During a question in probability theory, I was required to evaluate the following double-sum:
$$S=\sum_{i=0}^{n}\sum_{j=0}^{i-1}\binom{n}{i}\binom{n-1}{j}$$
Where $2\leq n\in\mathbb{N}$. According to the book, $S=4^{n-1}$. I am not very familiar of how to work with this kind of sums, usually I just use the Binomial Theorem . I have always had hard times computing this kind of sums, especially because 100% of the time they are merely a small part of the general question (they are not the main part).
Thanks!
Key observation is that $\sum \binom{n}{i} = 2^n$ and $\binom{n}{r} = \binom{n}{n-r}$.

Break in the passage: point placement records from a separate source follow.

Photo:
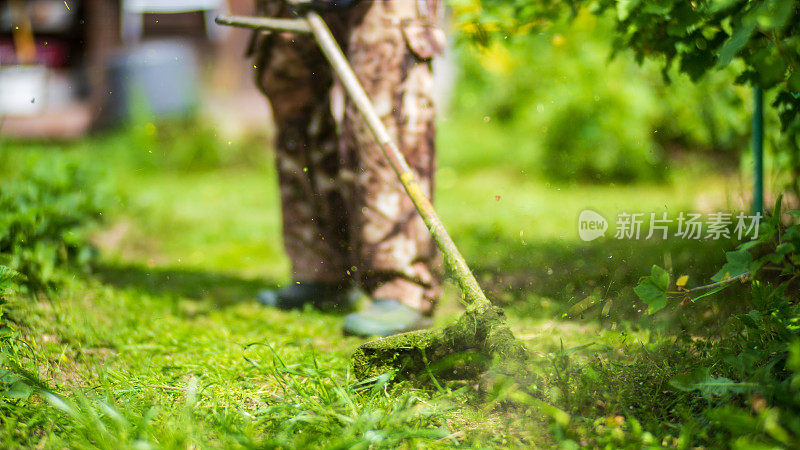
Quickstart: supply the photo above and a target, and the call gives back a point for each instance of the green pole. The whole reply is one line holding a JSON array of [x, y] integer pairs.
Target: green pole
[[758, 150]]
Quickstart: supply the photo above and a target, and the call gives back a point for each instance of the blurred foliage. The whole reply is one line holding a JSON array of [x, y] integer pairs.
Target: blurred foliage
[[44, 213], [758, 40], [182, 144], [594, 119]]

Now in your sum, just take first coefficient outside the summation, as it is constant for inner sum:
$$\sum_{i=0}^{n}\binom{n}{i}\sum_{j=0}^{i-1}\binom{n-1}{j}$$
Now notice that inner sum can be simplified using the fact that $\binom{n}{r} = \binom{n}{n-r}$. To better visualise, try writing some of the terms:
$$S = \color{red}{\binom{n}{0}\left[0\right]}+\color{blue}{\binom{n}{1}\left[\binom{n-1}{0}\right]} + \binom{n}{2}\left[\binom{n-1}{0}+\binom{n-1}{1}\right] + ... + \\ \binom{n}{n-2}\left[\binom{n-1}{0}+..\binom{n-1}{n-3}\right]+\color{blue}{\binom{n}{n-1}\left[\binom{n-1}{0}+..\binom{n-1}{n-2}\right]} + \color{red}{\binom{n}{n}\left[\binom{n-1}{0}+...\binom{n-1}{n-1}\right]}$$
Combine the like terms, $$S = \color{red}{\binom{n}{0}\left[0\right]}+\color{blue}{\binom{n}{1}\left[\binom{n-1}{0}\right]} + \binom{n}{2}\left[\binom{n-1}{0}+\binom{n-1}{1}\right] + ... + \\ \binom{n}{2}\left[2^{n-1}-\binom{n-1}{0}-\binom{n-1}{1}\right]+\color{blue}{\binom{n}{1}\left[2^{n-1}-\binom{n-1}{0}\right]} + \color{red}{\binom{n}{0}\left[2^{n-1}\right]}$$
This leads to your answer